I bowed between my parents, my head down on the cool temple floor, open to the shady skies and cool winds.
“Proserpina,” I said, remembering the wife of Pluto’s smile. “I was humbled and beyond honored to meet you. I come to you now with my parents, giving all that we have, and forsaking my hunger, beseeching you to bless our lands. Our people and our leaders, have seen the errors of our ways. Yours is the glory, whether you take pity on our isle or not. We will honor you.”
We remained on our knees a long while as priests and priestesses chanted and burned incense, wafting the smoke around the temple. We worshiped for so long that my knees ached, my stomach twisting in on itself with hunger. Then warmth hit the back of my legs just as the priestesses and priests cried out.
We lifted our heads and turned to see the beam of sunlight breaking through the clouds, shining on the temple. Mother cried out, bowing again to kiss the temple floor.
“She has heard you,” Papa whispered.
We watched in awe and wonder as the dried vines along the edges of the temple began to fill out once again, brightening from brown to green, blossoms of red and lavender sprouting and opening before our eyes. Every human soul in the vicinity cried out. Cheers could be heard outside of the castle grounds.
“Thank you,” I said, lifting my face to the sunshine. “Let us remember.”

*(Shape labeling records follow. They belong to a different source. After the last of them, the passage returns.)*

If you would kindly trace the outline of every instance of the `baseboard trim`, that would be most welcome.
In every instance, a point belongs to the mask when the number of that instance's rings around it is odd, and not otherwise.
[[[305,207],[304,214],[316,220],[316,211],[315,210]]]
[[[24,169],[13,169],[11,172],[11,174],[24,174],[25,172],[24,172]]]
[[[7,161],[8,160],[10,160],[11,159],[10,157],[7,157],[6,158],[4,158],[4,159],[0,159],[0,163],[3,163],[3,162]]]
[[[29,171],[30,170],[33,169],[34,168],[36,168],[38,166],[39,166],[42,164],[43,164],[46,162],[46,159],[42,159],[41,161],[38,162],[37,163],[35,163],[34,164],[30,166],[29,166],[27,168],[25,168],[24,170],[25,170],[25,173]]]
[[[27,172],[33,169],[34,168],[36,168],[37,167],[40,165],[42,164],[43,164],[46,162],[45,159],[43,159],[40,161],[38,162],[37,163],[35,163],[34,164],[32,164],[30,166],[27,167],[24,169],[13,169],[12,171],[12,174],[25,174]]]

When all offerings had been burned and thanks had been given, I trudged back to my room once again, falling into the bed where I slept until the next morning. Immediately upon waking, nausea rolled through me and I dashed from the bed to a bowl in the bathing chamber. When I’d finished heaving, I touched my stomach.

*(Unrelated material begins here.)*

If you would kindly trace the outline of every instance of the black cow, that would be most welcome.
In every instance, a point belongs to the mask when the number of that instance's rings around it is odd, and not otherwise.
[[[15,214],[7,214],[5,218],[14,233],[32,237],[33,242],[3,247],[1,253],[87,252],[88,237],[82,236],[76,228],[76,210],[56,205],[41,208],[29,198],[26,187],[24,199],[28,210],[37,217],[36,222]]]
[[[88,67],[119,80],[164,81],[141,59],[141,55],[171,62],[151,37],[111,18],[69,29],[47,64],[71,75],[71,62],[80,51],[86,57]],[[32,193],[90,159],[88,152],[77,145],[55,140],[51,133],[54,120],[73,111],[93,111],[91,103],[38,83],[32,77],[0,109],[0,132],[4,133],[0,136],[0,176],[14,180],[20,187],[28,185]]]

“There you are, little one. Still with me, I see.”
And despite the ongoing feeling of sickness, I was ravenous.
It was time for those cakes.
I ate and drank my fill, and to my surprise, slept for another hour. When I next woke, I felt more like myself than I had in a long while, free from any fear, though something was decidedly missing. I felt like a visitor in my home, but not because of anything my family had done. Something inside of me had changed. I was a woman now.
Mother sent in a maid with shears to even out my hair. As it grew, I quite liked the way the short strands curled around my face and neck.
For those first few days, my parents and Boldar did not bother me, only checking in now and again with silent glances, as if assuring themselves I was really there, really alive. I was glad for the space, because my pregnancy sickness hit with full force during that time. And then my sisters showed, apparently having received messages from Mother about my arrival.
They both kissed me and swept their eyes over me. I felt numb toward them, which caused me remorse. It was not their fault for the part they played in my mistakes. They had been tricked by Venus. But I couldn’t help but wish they had listened to me and trusted my instincts instead of making me question my feelings for Cupid.
No, I told myself. They were not to blame for my actions. I tried to shake off the negativity and enjoy their visit.
“I have news,” Miracle said over tea, beaming. “I am finally with child!” I cheered. They had been trying for years. Dawn made happy sounds and I jumped to my feet to hug Miracle.
“How magnificent, Sister!” I said, taking her hands. “We shall be mothers together!”
Miracle’s brows tightened. “You are pregnant?”
“Did Mother not tell you?” I looked between the two of them, both shaking their heads, though Dawn’s frown turned to more of a scowl as the news set in.